A database with pre-calculated energies with varying Ni-Mn-Co ratios and lithation degrees is provided. The structural and energetic information are drawn from DFT calculations, and generating these dataset during the tutorial is impactical as it will take too much time and compuational resources.

## Primitive structure

First, let's take a look at the primitive structure of the layered NMC material. You should see that the material has a layered structure (try repeating the structure for a clearer visual representation).
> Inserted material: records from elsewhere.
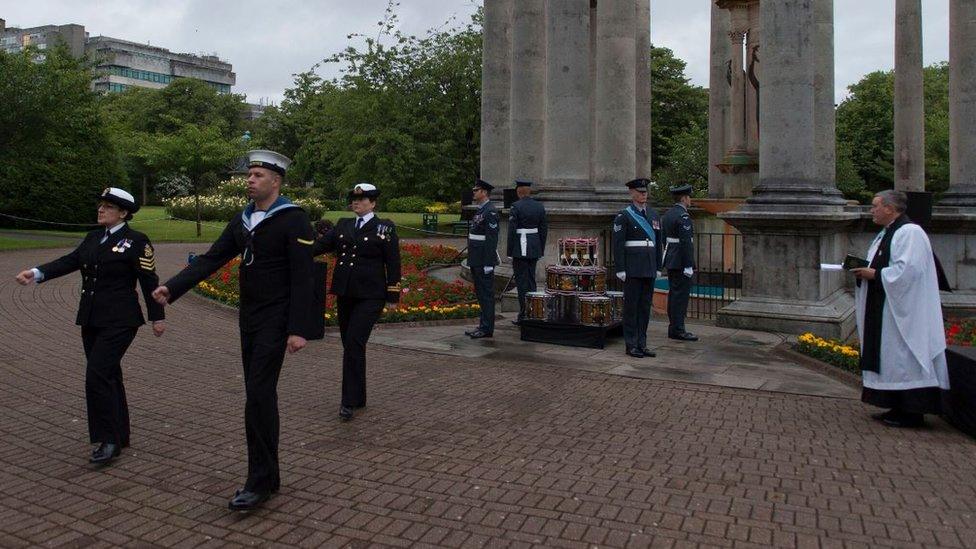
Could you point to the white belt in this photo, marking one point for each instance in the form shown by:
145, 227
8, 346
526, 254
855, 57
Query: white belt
523, 239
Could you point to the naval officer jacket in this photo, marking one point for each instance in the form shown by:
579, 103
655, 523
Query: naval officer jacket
527, 221
634, 252
679, 239
109, 272
367, 260
275, 272
483, 237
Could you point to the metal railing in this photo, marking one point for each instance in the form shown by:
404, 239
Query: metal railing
718, 277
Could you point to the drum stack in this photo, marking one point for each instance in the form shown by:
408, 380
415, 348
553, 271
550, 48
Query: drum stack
576, 289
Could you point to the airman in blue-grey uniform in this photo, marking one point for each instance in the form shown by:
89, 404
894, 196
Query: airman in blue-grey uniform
483, 257
637, 258
679, 260
527, 229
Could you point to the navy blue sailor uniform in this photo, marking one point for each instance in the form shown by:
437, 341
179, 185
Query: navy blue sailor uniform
483, 252
366, 276
679, 260
638, 255
276, 301
109, 315
527, 231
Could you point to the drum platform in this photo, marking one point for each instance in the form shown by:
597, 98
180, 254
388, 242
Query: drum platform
572, 335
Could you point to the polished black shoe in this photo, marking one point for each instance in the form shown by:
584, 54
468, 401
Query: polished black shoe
901, 419
245, 500
104, 453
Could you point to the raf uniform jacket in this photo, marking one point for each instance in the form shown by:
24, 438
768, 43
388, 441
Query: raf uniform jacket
109, 272
637, 261
679, 241
483, 247
527, 213
367, 261
275, 271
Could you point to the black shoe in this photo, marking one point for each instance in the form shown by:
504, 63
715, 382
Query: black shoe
901, 419
105, 453
881, 416
245, 500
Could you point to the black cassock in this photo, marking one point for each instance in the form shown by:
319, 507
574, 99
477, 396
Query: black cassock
109, 315
365, 277
276, 300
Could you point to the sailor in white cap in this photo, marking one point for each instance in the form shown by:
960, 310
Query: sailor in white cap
367, 276
111, 259
274, 238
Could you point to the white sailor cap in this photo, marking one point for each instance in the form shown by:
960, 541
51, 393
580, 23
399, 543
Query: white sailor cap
120, 198
364, 190
268, 159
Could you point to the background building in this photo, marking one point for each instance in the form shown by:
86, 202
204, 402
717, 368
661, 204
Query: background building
121, 64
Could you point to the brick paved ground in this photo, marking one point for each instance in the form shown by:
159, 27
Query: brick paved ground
450, 452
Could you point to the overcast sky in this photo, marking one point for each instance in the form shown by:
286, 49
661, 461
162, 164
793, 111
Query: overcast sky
268, 41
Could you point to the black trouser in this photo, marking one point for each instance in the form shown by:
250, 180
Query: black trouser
356, 320
484, 287
262, 352
638, 293
524, 280
680, 289
108, 412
All transition metal (TM) sites are occupied by Co in this cell, but we will allow the TM sites to be occupied by either a Ni, Co or Mn atom.

In [None]:
from ase.io import read
from ase.visualize import view
prim = read("primitive_nmc.traj")
view(prim)

The structures provided in the database are a $ 2 \times2\times1$ supercell of this primitive cell.

- How many atoms should we expect in the supercell?
- Think about what possible configurations are possible in such a supercell.

## Examining the data

As mentioned previously, we have provided you with a database consisting of randomly generated NMC structures, which is placed in the file ``clease_nmc.db``. It is always a good idea to visualize the data before starting to analyze it.

In [None]:
!ase db clease_nmc.db

The code below will visualize all of the initial structures in the database. Note that vacancies are marked with an ``X`` atom in ASE.

In [None]:
from ase.db import connect
con = connect("clease_nmc.db")
view([row.toatoms() for row in con.select(struct_type="initial")])
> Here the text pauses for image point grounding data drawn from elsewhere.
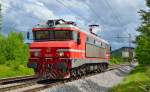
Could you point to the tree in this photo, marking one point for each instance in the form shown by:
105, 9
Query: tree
0, 18
143, 40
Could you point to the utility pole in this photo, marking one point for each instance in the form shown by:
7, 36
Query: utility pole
129, 37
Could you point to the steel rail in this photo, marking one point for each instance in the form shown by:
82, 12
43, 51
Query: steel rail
16, 79
112, 67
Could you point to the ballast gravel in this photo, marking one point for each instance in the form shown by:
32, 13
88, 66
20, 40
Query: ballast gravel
97, 83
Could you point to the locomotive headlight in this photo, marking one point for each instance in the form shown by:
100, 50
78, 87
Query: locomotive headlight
61, 54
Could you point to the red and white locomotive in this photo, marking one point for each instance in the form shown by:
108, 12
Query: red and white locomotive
61, 50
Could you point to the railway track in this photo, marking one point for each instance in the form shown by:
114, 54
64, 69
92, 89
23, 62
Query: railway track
16, 79
38, 86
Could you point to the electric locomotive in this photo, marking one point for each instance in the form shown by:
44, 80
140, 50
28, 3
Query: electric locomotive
60, 50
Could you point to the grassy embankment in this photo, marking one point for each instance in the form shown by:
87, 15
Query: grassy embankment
137, 81
12, 71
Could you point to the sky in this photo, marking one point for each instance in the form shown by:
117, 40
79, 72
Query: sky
115, 17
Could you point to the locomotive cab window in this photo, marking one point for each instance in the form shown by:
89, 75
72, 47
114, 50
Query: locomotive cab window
53, 35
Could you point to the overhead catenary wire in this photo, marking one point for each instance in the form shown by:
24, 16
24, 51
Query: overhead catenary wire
94, 12
72, 10
113, 12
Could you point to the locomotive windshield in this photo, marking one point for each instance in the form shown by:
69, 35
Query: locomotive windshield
52, 35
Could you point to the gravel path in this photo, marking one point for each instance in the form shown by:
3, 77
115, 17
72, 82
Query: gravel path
97, 83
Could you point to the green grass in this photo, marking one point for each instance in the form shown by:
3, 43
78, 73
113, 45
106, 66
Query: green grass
116, 60
12, 71
137, 81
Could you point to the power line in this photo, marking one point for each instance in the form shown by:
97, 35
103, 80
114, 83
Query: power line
114, 14
94, 12
72, 10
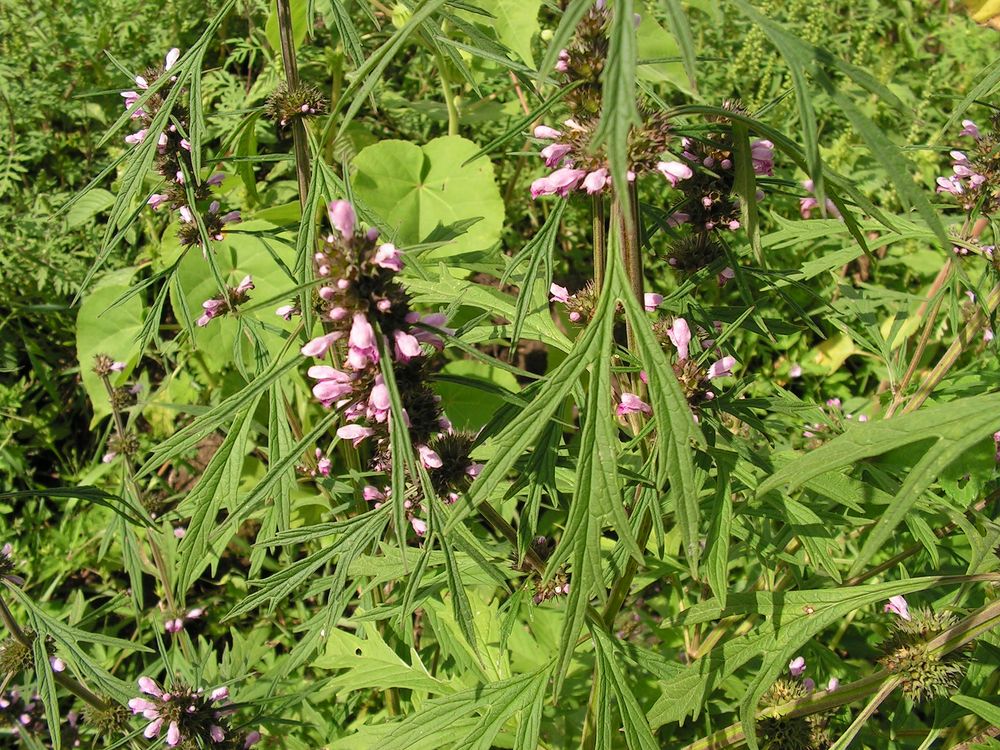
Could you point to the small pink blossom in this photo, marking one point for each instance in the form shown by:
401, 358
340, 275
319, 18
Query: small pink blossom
361, 344
721, 369
542, 132
355, 433
596, 181
897, 605
333, 384
429, 458
561, 182
762, 155
342, 218
387, 256
632, 404
651, 300
555, 153
559, 293
378, 401
797, 666
674, 171
406, 346
680, 337
173, 734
## Cluster Expansion Settings

First, we need to specify the concentration of each species in the primitive cell. The space group of the structure is 164, and it has 7 basis sites in the primitive cell. One can find these using the ``get_basis`` and ``get_spacegroup`` functions from the ``ase.spacegroup`` module, but we just provide them here:

In [None]:
import numpy as np
basis = np.array([[0.      , 0.      , 0.      ],
                  [0.666667, 0.333333, 0.333333],
                  [0.333333, 0.666667, 0.166667],
                  [0.      , 0.      , 0.5     ],
                  [0.      , 0.      , 0.239587],
                  [0.666667, 0.333333, 0.093746],
                  [0.666667, 0.333333, 0.57292 ]])
symbols = ["Li", "Li", "Co", "Co", "O", "O", "O"]  # The corresponding symbol for each basis site

# The cell parameters
cell = np.array(prim.get_cell())

From the above, we deduce the following concentration object. A ``grouped_basis`` simply refers to two basis lattices that we consider to be equivalent. In this example, we do not distiguish the two basis of Li, `[0.      , 0.      , 0.      ]` and `[0.666667, 0.333333, 0.333333]`; we treat them to be equivalent by grouping them together using ``grouped_basis``. The same holds for the TM sites (marked with a "Co" symbol) and oxygen sites.

In [None]:
from clease.settings import Concentration
conc = Concentration(basis_elements=[["Li", "X"], ["Li", "X"],
                                     ["Co", "Mn", "Ni"], ["Co", "Mn", "Ni"],
                                     ["O"], ["O"], ["O"]],
                     grouped_basis=[(0, 1), (2, 3), (4, 5, 6)])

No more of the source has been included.